Archaeological discovery in Gibraltar cave dating back 40,000 years

Archaeological discovery in Gibraltar cave dating back 40,000 years
Archaeological discovery in Gibraltar cave dating back 40,000 years

Archaeologists have discovered a new chamber in the Gorama Caves complex in Gibraltar, which has been isolated from the outside world for at least 40,000 years.

Scientists believe that this discovery will allow more knowledge about the culture of Neanderthals.

According to Russia Today, archaeologists began studying Vanguard Cave, which is part of the Gorama cave complex, in 2012, determining its size and finding out if there were sand-filled passages. Last month they found a breach in the sediment and were able to expand it so that the scientists could crawl along the corridor, allowing them to reach an unknown chamber.

Clive Finlayson, director of the Gibraltar National Institute, said: “It’s a real room. Such a discovery is like the discovery of Tutankhamun’s tomb (in Egypt). You find yourself in a place where no one has been for 40,000 years.

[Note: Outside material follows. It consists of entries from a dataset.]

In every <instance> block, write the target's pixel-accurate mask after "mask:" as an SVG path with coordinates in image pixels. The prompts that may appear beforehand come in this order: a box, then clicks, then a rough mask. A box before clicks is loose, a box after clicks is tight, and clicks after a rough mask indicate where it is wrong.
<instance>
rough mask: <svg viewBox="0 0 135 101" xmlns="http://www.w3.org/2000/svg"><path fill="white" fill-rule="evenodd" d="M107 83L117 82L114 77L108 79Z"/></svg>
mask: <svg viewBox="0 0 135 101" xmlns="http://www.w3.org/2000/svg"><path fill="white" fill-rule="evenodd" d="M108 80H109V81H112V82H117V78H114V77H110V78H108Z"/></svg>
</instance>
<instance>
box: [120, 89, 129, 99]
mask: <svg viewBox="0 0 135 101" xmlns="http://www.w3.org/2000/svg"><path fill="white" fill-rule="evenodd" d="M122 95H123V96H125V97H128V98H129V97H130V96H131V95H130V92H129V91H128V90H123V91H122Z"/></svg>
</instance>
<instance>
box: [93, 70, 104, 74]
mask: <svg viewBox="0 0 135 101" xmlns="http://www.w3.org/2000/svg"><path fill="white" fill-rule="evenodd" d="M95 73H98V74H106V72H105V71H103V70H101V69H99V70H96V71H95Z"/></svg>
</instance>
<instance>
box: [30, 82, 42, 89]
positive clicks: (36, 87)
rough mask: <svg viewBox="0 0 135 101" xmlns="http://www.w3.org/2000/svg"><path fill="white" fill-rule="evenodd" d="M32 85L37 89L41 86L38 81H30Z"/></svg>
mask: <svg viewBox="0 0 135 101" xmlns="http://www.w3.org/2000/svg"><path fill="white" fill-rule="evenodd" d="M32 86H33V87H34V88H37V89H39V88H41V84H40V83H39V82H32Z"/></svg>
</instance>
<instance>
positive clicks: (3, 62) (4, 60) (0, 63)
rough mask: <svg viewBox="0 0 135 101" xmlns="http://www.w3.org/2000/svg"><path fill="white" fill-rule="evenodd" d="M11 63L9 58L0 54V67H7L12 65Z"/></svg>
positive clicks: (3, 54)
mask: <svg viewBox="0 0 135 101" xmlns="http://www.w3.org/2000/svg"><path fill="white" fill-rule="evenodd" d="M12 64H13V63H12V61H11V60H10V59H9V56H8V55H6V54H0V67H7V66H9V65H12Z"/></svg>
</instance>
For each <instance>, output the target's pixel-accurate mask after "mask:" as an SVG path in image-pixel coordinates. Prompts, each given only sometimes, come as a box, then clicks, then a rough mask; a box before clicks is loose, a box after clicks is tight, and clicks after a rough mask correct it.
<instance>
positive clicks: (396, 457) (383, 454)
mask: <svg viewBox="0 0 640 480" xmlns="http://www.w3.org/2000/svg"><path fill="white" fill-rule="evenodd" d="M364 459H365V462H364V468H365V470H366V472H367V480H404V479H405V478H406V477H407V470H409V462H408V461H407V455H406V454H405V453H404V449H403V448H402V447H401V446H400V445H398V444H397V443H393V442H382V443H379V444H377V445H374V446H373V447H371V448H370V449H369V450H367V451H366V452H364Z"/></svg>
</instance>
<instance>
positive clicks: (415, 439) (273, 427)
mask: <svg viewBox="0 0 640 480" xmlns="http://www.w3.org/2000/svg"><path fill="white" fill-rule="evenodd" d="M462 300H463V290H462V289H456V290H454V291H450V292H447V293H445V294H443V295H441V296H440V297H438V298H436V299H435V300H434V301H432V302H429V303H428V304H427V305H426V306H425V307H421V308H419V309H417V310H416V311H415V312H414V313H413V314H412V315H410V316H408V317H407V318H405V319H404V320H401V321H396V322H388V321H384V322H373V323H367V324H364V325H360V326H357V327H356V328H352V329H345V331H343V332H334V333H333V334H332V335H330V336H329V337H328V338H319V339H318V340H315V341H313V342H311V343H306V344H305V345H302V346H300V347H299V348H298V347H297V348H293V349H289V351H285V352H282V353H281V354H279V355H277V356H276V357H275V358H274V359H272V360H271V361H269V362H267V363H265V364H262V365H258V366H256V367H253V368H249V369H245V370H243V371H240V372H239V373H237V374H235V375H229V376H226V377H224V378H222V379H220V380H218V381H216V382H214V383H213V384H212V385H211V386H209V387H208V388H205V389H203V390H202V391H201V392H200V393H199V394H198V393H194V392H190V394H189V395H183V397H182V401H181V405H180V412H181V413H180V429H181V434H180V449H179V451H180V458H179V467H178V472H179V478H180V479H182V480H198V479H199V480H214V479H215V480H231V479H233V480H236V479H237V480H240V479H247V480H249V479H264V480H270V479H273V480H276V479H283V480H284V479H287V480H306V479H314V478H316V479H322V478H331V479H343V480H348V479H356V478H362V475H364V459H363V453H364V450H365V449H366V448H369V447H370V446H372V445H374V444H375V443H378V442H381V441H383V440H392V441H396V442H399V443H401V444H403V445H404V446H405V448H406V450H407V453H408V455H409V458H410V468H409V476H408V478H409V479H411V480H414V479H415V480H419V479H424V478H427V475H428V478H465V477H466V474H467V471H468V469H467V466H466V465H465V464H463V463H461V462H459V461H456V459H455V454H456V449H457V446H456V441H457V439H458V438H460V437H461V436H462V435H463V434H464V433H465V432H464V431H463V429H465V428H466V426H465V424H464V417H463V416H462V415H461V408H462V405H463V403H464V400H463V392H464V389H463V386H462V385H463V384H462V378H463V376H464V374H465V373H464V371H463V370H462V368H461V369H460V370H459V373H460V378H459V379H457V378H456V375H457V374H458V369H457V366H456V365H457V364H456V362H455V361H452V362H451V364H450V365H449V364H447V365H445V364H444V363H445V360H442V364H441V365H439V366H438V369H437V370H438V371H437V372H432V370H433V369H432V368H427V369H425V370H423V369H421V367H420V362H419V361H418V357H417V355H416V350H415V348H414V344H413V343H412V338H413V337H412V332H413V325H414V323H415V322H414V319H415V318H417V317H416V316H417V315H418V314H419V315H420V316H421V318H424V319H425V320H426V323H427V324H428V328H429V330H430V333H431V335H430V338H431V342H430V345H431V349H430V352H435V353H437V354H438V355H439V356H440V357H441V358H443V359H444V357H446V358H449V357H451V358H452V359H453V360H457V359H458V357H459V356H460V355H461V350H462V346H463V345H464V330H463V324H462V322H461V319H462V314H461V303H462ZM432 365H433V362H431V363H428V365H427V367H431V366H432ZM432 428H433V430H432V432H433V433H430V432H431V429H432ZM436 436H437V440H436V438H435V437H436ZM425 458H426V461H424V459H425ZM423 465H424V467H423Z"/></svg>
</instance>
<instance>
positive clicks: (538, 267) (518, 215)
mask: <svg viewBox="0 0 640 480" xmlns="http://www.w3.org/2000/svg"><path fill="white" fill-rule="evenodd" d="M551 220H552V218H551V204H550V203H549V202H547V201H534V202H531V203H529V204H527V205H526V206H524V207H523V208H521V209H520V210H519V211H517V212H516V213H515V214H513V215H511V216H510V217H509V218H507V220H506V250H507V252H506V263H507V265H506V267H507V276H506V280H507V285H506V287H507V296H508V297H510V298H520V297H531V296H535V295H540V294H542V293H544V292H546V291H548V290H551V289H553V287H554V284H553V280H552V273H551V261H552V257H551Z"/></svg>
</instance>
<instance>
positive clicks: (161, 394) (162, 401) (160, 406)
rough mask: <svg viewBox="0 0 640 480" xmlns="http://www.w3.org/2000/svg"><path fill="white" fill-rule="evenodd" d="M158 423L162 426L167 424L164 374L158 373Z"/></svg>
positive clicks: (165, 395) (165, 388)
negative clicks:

It’s impressive.”

In the cave, scientists found lynx bones, spotted hyena vertebrae and the remains of an eagle.

Elsewhere in this cave, experts found ample evidence that Neanderthals were inhabited in antiquity, including stone tools and the remains of murdered animals.

Scientists hope that continuing excavations in this cave will lead them to find the burial place of Neanderthals.

“We have evidence that Neanderthals lived in this cave, like traces of a hearth,” Finlayson said. “But we haven’t yet found where they buried the bodies of the deceased.”